Renewables investors face rising volatility

The market for investors in renewable energy is about to become a lot more volatile as Governments around Europe wind down subsidy support.


A report from Pöyry Management Consulting claims that we are seeing the death of ‘invest and forget’, and says investors must significantly change their risk assessments.

European renewable energy markets have historically been a low risk investment proposition, as Feed-in Tariff (FiT) support schemes protect renewable generators from wholesale electricity price fluctuations.

However, many generation assets are approaching points when they cease to be eligible for subsidy support and they are exposed fully to the fluctuations of the market. 

Exposure

In the UK, the ROC scheme will end for new projects in 2017 and be replaced the Contracts for Difference scheme. This will insulate projects from wholesale markets fluctuations, but leave them exposed to balancing costs.

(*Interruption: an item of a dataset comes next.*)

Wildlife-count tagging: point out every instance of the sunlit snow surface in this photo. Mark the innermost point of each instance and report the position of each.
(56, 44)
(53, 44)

Similarly, many markets, including Germany and France, are evolving away from the traditional FiT schemes into ‘top-up’ tariffs.

The new ‘top-up’ schemes expose renewable generators to significant risks if the generator is unable to generate and sell energy at the wholesale market price. New projects funded under the ‘top-up’ schemes will be far more exposed to the market than their predecessors under the old FiT regime.

Part of the problem, says the report, is the volatility of the power market itself: 

Phil Hare from Pöyry management Consulting said “Investors in renewable energy must fully understand the nature of the markets from which their assets increasingly earn revenue, in order to place a value on them.

“The virtually risk free environment of FiT schemes, where investors could invest and forget, will cease to exist.”

In 2013, renewable energy was revealed to be the British public’s second favourite investment choice.